Forty years later, I believe we have a much better idea, and it sure wasn’t untarnished love, sunny skies, flowers and spring day in and day out. Our marital relationship encountered many stings and arrows that weren’t shot from Cupid bow – working through role expectations, miscommunication, the trials of child-raising and, probably foremost – financial constraints.
For a long stretch, we deliberately tried to operate largely on one income when we simultaneously started a family and took on a mortgage. But we found ourselves facing many other unexpected major expenditures long after our daughters left home.
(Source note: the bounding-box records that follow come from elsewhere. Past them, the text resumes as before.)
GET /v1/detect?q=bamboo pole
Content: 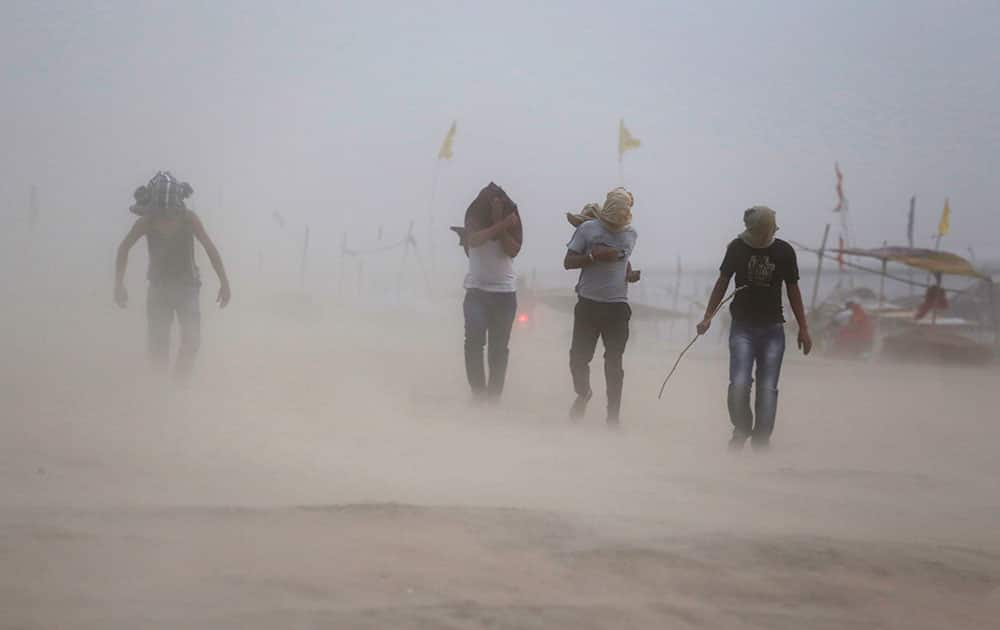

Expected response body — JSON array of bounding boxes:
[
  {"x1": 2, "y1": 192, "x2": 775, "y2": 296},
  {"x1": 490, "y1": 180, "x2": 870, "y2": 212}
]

In the midst of hearing strange invoices, a slip of paper attached to my computer has helped keep my perspective: “Remember that if you have food in the refrigerator, clothes on your back, a roof overhead and a place to sleep you are richer than 75 percent of this world. If you have money in the bank, in your wallet and spare change in a dish somewhere you are among the top eight percent of the world’s wealthy.”
Sitting in my warm, cozy office on this blustery winter’s day, it hits me anew: If I have a roof over my head, a job that provides challenge and meaning and a degree of fiscal stability, some food on the table, reasonably good physical and mental well-being and the support of friends and extended family, like the Apostle Paul, I should be grateful and content for this state I find myself in.
Add to this a steadfast loving companion by my side, and these 40 years later, I declare unequivocally that I’d do it all over again – as Johnny Tillotson croons, “True, true happiness will follow if you’ll only follow me …”
Jim Bishop is the public-information officer at Eastern Mennonite University.